P. Diante do que você considera uma ameaça de
golpe, como enxerga as perspectivas para o país?
R. Estamos em um instante
histórico extremamente delicado. Temos uma tradição dominante, do golpe de
1964, que montou uma sociedade para 20%, esses endinheirados, e uma classe que
serve a ela. Os outros foram mais ou menos abandonados, deixados ao Deus dará.
Os últimos 10 ou 15 anos foram uma inflexão forte nisso, porque dezenas de
milhões saíram de uma situação não só de pobreza, mas de ausência de
alternativa de vida, de futuro. Esse processo está em xeque, pode ser desfeito.

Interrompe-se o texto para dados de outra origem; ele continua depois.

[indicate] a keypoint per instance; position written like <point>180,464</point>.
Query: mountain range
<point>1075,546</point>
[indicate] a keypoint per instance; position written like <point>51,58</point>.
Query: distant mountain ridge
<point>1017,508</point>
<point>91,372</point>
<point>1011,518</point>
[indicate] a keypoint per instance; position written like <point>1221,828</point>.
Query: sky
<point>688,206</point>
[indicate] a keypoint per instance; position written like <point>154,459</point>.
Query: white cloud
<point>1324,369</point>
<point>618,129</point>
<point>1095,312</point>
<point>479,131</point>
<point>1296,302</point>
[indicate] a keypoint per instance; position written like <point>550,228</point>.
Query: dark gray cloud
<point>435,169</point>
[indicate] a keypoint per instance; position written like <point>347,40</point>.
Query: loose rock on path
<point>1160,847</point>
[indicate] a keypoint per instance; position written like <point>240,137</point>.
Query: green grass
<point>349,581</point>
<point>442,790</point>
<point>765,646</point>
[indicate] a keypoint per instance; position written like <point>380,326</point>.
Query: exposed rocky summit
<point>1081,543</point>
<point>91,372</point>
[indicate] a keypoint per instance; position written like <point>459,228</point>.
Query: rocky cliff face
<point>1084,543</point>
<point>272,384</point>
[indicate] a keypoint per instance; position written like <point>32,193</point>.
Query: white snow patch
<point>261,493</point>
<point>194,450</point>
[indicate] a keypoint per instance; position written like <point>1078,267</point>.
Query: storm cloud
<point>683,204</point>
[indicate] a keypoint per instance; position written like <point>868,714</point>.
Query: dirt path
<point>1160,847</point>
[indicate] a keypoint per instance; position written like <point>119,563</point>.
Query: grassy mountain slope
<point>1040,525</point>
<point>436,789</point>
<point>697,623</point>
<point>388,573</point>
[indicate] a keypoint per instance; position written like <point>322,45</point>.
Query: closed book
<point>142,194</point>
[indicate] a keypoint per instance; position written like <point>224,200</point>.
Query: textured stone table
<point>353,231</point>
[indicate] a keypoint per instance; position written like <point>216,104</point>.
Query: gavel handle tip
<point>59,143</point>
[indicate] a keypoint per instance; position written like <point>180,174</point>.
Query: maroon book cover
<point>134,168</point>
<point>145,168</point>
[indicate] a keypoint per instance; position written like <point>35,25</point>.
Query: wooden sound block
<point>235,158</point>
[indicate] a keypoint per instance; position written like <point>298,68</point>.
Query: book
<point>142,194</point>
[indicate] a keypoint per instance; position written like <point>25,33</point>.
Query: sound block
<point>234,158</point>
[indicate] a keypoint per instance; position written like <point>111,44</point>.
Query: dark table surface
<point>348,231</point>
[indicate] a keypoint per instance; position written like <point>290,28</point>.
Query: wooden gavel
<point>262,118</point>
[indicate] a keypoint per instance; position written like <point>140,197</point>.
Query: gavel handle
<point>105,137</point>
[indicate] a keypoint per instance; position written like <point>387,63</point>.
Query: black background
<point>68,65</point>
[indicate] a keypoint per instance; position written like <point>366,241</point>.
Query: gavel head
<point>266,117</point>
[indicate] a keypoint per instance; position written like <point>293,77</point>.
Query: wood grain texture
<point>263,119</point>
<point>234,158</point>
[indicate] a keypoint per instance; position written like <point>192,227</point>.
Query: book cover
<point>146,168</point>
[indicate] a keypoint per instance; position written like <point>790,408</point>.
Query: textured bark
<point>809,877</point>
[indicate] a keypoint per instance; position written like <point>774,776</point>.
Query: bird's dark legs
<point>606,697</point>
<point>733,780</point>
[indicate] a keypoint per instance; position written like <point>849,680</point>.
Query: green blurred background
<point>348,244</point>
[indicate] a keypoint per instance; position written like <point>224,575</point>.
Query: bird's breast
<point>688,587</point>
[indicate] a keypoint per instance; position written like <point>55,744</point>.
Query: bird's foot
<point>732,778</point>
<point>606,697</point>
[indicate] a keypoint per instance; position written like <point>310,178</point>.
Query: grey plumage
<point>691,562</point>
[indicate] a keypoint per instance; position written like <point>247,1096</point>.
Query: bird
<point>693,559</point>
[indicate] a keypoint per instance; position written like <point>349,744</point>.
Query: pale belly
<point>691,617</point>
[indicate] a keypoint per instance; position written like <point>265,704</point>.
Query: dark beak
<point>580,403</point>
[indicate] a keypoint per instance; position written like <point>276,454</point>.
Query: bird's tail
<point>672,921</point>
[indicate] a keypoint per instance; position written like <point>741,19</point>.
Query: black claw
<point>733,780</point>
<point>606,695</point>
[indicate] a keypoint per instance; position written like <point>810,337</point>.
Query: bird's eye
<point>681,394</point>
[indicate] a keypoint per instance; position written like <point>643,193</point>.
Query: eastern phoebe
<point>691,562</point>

A gente pode voltar ao esquema que o Brasil era, o que aliás é a maior parte
dessa elite quer. Por outro lado, podemos tentar manter esse processo ou até
aprofundá-lo. A gente está em uma encruzilhada histórica: ou somos um Brasil
que minimamente olha para a maioria da sua população ou um país para 20% que
vai ter sempre a ameaça do golpe. Por que não se governa sociedade nenhuma para
20%, a não ser pela força, pela manipulação. Daí a recorrência do golpe na
história brasileira. Para a elite brasileira, não importa se você manda com o voto,
você tem que poder mandar até sem o voto.